Un foyer d'influenza aviaire hautement pathogène a été confirmé dans l'élevage de canards du lycée agricole de Coulounieix‑Chamiers (Dordogne) après un prélèvement préventif réalisé le 28 avril 2026, dont le résultat est revenu positif le 29 avril 2026. Aucun oiseau n'est mort de la maladie à ce stade et le nombre exact de canards concernés n'a pas été rendu public par la préfecture. Premier cas 2026 en Dordogne, selon les autorités, l'établissement va procéder à l'abattage des animaux et à la destruction des œufs afin d'endiguer le risque de diffusion du virus sur le territoire local. La situation a été communiquée aux exploitants et aux services vétérinaires départementaux qui coordonnent les opérations sur place et les analyses complémentaires.
Les services de l'État précisent que tous les canards présents dans l'élevage étaient vaccinés contre la grippe aviaire, mais que la vaccination ne supprime pas la nécessité de mesures sanitaires strictes en cas de détection d'IAHP. Les animaux ont donc été abattus sous contrôle sanitaire et les œufs détruits conformément aux protocoles nationaux pour les foyers aviaires. La préfecture a indiqué que l'élevage serait indemnisé pour les pertes liées à cette opération, et que les procédures administratives relatives aux demandes d'aide ont été engagées.
Zones réglementées
La préfète de la Dordogne va prendre un arrêté pour définir deux périmètres réglementaires autour de l'établissement contaminé afin d'éviter toute propagation du virus, l'un de protection (rayon de 3 km) et l'autre de surveillance (rayon de 10 km). Zones 3 et 10 km ont été tracées selon les règles sanitaires en vigueur et concernent plusieurs communes de l'agglomération de Périgueux et de ses environs : Coulounieix‑Chamiers, Périgueux, Sanilhac, Marsac, Agonac, Annesse‑et‑Beaulieu, Bassillac‑et‑Auberoche, Boulazac Isle Manoire, Chalagnac, Champcevinel, Chancelade, Château‑l'Évêque, Cornille, Coursac, Église‑Neuve‑de‑Vergt, La Chapelle‑Gonaguet, Leguillac‑de‑l'Auche, Razac, Montrem et Trélissac, avec des délimitations précises définies dans l'arrêté préfectoral.
Dans ces périmètres, tous les lieux de détention d'oiseaux (volailles et oiseaux captifs) sont soumis à des prescriptions spécifiques : interdiction des mouvements de volailles et autres oiseaux captifs sauf dérogation accordée par les services compétents, renforcement des mesures de biosécurité sur les exploitations et surveillance sanitaire accrue.
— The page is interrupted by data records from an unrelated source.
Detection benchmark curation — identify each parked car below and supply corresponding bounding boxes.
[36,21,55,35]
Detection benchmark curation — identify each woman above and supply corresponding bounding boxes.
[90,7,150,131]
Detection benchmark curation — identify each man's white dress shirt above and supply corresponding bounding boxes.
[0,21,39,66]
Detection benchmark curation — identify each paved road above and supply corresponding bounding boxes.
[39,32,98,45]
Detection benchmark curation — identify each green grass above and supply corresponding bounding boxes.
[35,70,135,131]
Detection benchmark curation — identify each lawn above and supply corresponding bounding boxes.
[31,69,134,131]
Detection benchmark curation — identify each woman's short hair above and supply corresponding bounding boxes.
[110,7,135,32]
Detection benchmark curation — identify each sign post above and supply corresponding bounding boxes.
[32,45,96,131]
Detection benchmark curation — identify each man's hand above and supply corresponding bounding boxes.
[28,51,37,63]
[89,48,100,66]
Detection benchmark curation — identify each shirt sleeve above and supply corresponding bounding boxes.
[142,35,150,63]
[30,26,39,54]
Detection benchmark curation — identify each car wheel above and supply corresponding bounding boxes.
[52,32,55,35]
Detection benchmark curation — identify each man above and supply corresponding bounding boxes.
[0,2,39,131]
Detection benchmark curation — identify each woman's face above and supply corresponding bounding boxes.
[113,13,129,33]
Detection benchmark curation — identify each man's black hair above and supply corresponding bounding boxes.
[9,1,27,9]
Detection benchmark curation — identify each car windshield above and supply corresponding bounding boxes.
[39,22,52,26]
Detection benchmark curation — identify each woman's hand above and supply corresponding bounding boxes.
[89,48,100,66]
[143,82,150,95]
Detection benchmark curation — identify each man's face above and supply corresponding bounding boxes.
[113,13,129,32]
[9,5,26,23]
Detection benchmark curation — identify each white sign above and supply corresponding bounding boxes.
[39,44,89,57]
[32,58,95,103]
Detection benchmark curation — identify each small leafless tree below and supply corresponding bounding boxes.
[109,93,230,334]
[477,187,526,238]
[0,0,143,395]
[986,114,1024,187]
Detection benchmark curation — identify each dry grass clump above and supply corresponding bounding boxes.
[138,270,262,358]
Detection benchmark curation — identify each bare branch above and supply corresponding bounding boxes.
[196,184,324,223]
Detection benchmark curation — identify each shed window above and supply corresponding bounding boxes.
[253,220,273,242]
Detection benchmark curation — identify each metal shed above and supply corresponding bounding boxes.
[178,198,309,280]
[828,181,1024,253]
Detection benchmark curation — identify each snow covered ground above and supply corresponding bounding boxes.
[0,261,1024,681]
Les vétérinaires et services de contrôle assurent la traçabilité des mouvements récents et organisent des prélèvements complémentaires pour identifier l'étendue du foyer et la souche impliquée.
Les éleveurs et détenteurs d'oiseaux dans les zones concernées sont invités à déclarer toute suspicion clinique, renforcer les mesures d'hygiène (accès maîtrisé, nettoyage et désinfection des locaux, limitation des contacts avec la faune sauvage) et à contacter la préfecture ou la direction départementale en cas de doute. Les autorités rappellent que des mesures d'accompagnement et d'indemnisation sont prévues pour les exploitants lésés, et que les opérations d'abattage et de gestion des déchets sont conduites sous contrôle vétérinaire strict.